Liquid soaps - compositions and properties (quantities as% by weight)

The stability of formulations 1 and V1 was determined on the basis of the pH, the acid, saponification and Peroxide number determined over a period of 3 months. The results are summarized in Table 2 composed. The increase in acid number from 1.1 to 1.6 at 40 ° C for recipe 1 can only be considered a slight trend.

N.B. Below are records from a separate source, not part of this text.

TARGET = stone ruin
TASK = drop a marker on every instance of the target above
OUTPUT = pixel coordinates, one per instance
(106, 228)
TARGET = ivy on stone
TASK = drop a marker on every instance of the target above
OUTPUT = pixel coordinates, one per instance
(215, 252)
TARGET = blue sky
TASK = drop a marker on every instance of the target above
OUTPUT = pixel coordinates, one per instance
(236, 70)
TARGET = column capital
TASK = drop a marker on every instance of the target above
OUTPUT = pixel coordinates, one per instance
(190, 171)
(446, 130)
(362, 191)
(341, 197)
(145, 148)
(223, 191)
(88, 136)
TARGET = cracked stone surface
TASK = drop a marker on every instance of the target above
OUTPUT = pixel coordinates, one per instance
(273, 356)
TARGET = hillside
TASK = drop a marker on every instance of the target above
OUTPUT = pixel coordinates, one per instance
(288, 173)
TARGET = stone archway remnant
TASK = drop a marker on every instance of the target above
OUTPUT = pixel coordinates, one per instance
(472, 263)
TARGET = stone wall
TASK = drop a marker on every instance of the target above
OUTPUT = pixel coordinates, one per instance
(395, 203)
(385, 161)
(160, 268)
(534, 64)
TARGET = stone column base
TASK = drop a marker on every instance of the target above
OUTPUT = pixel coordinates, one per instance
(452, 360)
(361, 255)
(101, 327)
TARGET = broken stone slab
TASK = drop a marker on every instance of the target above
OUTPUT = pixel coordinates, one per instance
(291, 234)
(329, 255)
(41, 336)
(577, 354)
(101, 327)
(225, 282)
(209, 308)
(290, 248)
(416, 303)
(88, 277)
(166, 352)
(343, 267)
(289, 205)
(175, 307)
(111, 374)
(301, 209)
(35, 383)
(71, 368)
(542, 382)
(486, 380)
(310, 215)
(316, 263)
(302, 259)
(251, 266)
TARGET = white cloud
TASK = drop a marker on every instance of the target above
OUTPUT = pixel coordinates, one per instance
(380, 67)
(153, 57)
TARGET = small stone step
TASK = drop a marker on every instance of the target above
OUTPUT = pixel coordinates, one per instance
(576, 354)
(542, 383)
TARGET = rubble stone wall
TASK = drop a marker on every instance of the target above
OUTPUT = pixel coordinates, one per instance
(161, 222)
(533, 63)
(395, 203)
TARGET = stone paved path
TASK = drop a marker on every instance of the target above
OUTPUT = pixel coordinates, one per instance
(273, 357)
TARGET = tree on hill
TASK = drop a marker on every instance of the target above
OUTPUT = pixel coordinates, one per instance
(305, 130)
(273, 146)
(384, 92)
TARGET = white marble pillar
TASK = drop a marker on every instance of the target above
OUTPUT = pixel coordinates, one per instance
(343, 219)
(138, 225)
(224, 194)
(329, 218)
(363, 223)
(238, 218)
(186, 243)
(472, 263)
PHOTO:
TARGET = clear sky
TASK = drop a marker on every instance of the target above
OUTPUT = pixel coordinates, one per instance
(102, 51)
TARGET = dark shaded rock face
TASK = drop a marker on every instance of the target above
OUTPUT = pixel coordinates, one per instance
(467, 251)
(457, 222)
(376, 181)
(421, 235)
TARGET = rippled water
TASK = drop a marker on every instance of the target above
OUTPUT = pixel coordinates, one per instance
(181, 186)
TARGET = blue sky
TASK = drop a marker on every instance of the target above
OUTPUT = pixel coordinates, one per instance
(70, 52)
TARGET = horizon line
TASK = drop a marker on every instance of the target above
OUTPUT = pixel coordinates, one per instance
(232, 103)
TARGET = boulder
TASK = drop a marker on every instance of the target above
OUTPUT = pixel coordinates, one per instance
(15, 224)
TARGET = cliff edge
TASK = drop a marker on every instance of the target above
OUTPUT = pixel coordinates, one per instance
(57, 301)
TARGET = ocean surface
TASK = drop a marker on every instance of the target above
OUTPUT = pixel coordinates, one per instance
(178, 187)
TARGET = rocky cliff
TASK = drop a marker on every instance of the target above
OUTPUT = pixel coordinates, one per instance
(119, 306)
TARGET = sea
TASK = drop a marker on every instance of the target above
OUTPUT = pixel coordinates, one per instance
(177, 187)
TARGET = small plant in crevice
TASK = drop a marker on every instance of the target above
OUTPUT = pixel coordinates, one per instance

Since the other characteristics and the appearance do not change, we can assume a stable wording here.

Table 2

Stability of liquid soaps 1 and V1

Claims (9)

1. Containing liquid soaps

• a) 0.1 to 20% by weight of sugar surfactants selected from the group formed by (a1) alkyl and / or alkenyl oligoglycosides and / or (a2) fatty acid N-alkyl polyhydroxyalkylamides,
• b) 0.1 to 20% by weight of fatty acid partial glycerides,
• c) 0.5 to 34% by weight of anionic, nonionic and / or amphoteric co-surfactants,
• d) 0.5 to 30 wt .-% fatty acids and

with the proviso that the amounts given with water and possibly other auxiliary substances and additives are 100% by weight. 2. Composition according to claim 1, characterized in that they contain as component (a1) alkyl and alkylene nyloligoglycosides of the formula (I),
R ¹ O- [G] _p (I)
in which R ^{1 is} an alkyl and / or alkenyl radical having 4 to 22 carbon atoms, G is a sugar radical having 5 or 6 carbon atoms and p is a number from 1 to 10. 3. Composition according to claims 1 and / or 2, characterized in that they contain as component (a2) fatty acid N-alkylpolyhydroxyalkylamides of the formula (II),
in the R ² CO for an aliphatic acyl radical having 6 to 22 carbon atoms, R ³ for hydrogen, an alkyl or hydroxyalkyl radical with 1 to 4 carbon atoms and [Z] for a linear or branched polyhydroxyalkyl radical with 3 to 12 carbon atoms and 3 to 10 hydroxyl groups stands. 4. Composition according to at least one of claims 1 to 3, characterized in that partial glycerides of the formula (III) as component (b),
in the R ⁴ CO for a linear or branched, saturated and / or unsaturated acyl radical having 6 to 22 carbon atoms, R ⁵ and R ⁶ independently of one another for R ⁴ CO or OH and the sum (m + n + p) for 0 or numbers is from 1 to 100, with the proviso that at least one of the two radicals R ⁵ and R ^{6 is} OH. 5. Means according to at least one of claims 1 to 4, characterized in that it as Component (c) contain co-surfactants which are selected from the group formed by alkoxylated carboxylic acid esters, monoglyceride (ether) sulfates, olefin sulfonates, betaines and fat acid polyglycol ester sulfates and mixtures thereof. 6. Composition according to at least one of claims 1 to 5, characterized in that they contain fatty acids of the formula (X) as component (d),
R ¹⁴ CO-OH (X)
in which R ¹⁴ CO represents an aliphatic, linear or branched acyl radical having 6 to 22 carbon atoms and 0 and / or 1, 2 or 3 double bonds. 7. Composition according to at least one of claims 1 to 6, characterized in that it has a Water content 40 to 60 wt .-% - based on the total concentration. 8. Composition according to at least one of claims 1 to 7, characterized in that it has a pH Have a value from 7 to 11. 9. Use of compositions according to claim 1 in liquid soap preparations.